Without external forces the derivation is quite straightforward, but when external forces are involved, it becomes harder. I've been stuck on this problem for a while now so I turned to this derivation for help. Unfortunately, the only parts I do not understand are probably the most important.
I think the gist of those notes is to break up the string into many tiny "rigid" intervals and then use Newton's Law to derive a relation between the mass, acceleration and sum of all forces on that rigid piece of wire. However, when they say "we shall denote by $F(x,t)\Delta x$ the sum of the external forces on the string" I do not get why we would multiply a force by a length.

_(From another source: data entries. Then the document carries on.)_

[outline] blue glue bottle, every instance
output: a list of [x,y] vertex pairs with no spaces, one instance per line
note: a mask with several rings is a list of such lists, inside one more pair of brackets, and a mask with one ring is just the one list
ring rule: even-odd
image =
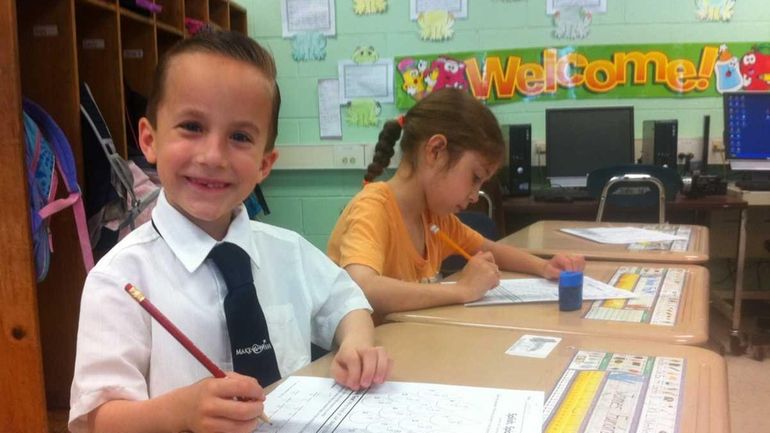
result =
[[559,310],[575,311],[583,305],[583,273],[563,271],[559,274]]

The formula given in the linked notes is, $$\overbrace{\rho(x)}^{\text{density}}\underbrace{\sqrt{\Delta x^2+\Delta u ^2}}_{\text{length}}u_{tt}=\overbrace{T(x+\Delta x,t)\sin \theta (x+\Delta x,t)-T(x,t)\sin \theta (x,t)}^{\text{sum of tension forces on ends of string}}+\underbrace{F(x,t)\Delta x}_{\text{external forces}}$$ Where $u(x,t)$ is the distance at time $t$ from the equilibrium point to the point at position $x$ on the string and $\theta(x,t)$ is the angle between the horizontal and the tangent line at position $x$ at time $t$. What I just do not understand is why the external forces get represented as $F(x,t)\Delta x$ and not simply as $F(x,t)$. Is it just to avoid problems when dividing by $\Delta x$ and letting $\Delta x \to 0$? Why is this justified, or what is the reasoning behind it?

Answer 1

The left-hand side is infinitesimal, right? So is the difference between tension forces on the right-hand side. So if the author had just written $F(x,t)$, then that would have been an infinitesimal quantity too, i.e. $dF(x,t)$ in fact. But necessarily $dF(x,t) \propto \Delta x$, and the author has chosen to denote by $F(x,t)$ that proportionality factor instead.